COUR D’APPEL DE DIJON

1ère chambre civile

ARRÊT DU 14 MARS 2023

N° RG 22/00454 – N° Portalis DBVF-V-B7G-F5TH

MINUTE N°

Décision déférée à la Cour : jugement du 22 mars 2022,

rendu par le juge de l’exécution du tribunal judiciaire de Dijon – RG : 21/02783

APPELANTE :

S.A.S. MDSA agissant poursuites et diligences de son Directeur général en exercice, Monsieur [D] [I], domicilié au siège :

[Adresse 4]

[Localité 3]

représentée par Me Pierrick BECHE, membre de la SARL PIERRICK BECHE – CABINET D’AVOCATS, avocat au barreau de DIJON, vestiaire : 91

INTIMÉ :

Monsieur [C] [B]

né le [Date naissance 2] 1960 à [Localité 6] (75)

[Adresse 1]

[Localité 5]

assisté de Me Daniel RAVEZ, avocat au barreau de PARIS, plaidant, et représenté par Me Dominique CLEMANG, membre de la SCP CLEMANG, avocat au barreau de DIJON, postulant, vestiaire : 32

COMPOSITION DE LA COUR :

L’affaire a été débattue le 10 janvier 2023 en audience publique devant la cour composée de :

Viviane CAULLIREAU-FOREL, Président de chambre, ayant fait le rapport,

Sophie BAILLY, Conseiller,

Leslie CHARBONNIER, Conseiller,

qui en ont délibéré.

GREFFIER LORS DES DÉBATS : Aurore VUILLEMOT, Greffier

DÉBATS : l’affaire a été mise en délibéré au 14 Mars 2023,

ARRÊT : rendu contradictoirement,

PRONONCÉ : publiquement par mise à disposition de l’arrêt au greffe de la cour, les parties en ayant été préalablement avisées dans les conditions prévues au deuxième alinéa de l’article 450 du code de procédure civile,

SIGNÉ : par Viviane CAULLIREAU-FOREL, Président de chambre, et par Aurore VUILLEMOT, greffier auquel la minute de la décision a été remise par le magistrat signataire.

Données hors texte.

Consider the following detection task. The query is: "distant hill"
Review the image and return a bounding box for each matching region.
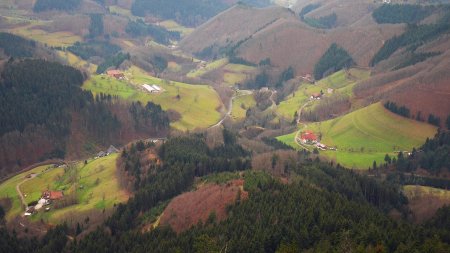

FAITS PROCÉDURE ET PRÉTENTIONS DES PARTIES

M. [B] a été engagé par la société Tangara en qualité d’attaché commercial, selon contrat de travail du 29 décembre 1997. Il a été élu délégué syndical.

Dans le cadre de la liquidation judiciaire de la société Tangara, le juge commissaire a autorisé la cession de l’unité de production de cette société, à la société MDSA, à laquelle s’est substituée la société Extan, filiale spécialement créée à cet effet et ultérieurement absorbée par la société MDSA.

Le contrat de travail de M. [B] a été transféré à la société Extan, transfert non autorisé par l’inspection du travail et refusé par M. [B], qui a été licencié par la société Extan par courrier du 21 février 2003.

Le 29 mars 2004, M. [B] demandait d’une part le bénéfice de la priorité de réembauchage et d’autre part saisissait le conseil de prud’hommes de Paris d’une contestation de son licenciement.

Au cours de la procédure judiciaire, ont été rendues les décisions suivantes :

– 7 mai 2009 : jugement du conseil de prud’hommes de Paris

– 24 octobre 2012 : arrêt de la cour d’appel de Paris infirmant ce jugement

– 2 juillet 2014 : arrêt de la Cour de cassation cassant et annulant cet arrêt sauf en ce qu’il a débouté M. [B] de ses demandes de rappel de prime d’intéressement et de solde d’indemnité de congés payés

– 30 janvier 2018 : arrêt de la cour d’appel de Paris infirmant le jugement du 7 mai 2009, prononçant la nullité du licenciement de M. [B] et condamnant la société MDSA à lui payer diverses sommes

– 10 juillet 2019 : arrêt de la Cour de cassation cassant et annulant cet arrêt sauf en ce qu’il a prononcé la nullité du licenciement de M. [B]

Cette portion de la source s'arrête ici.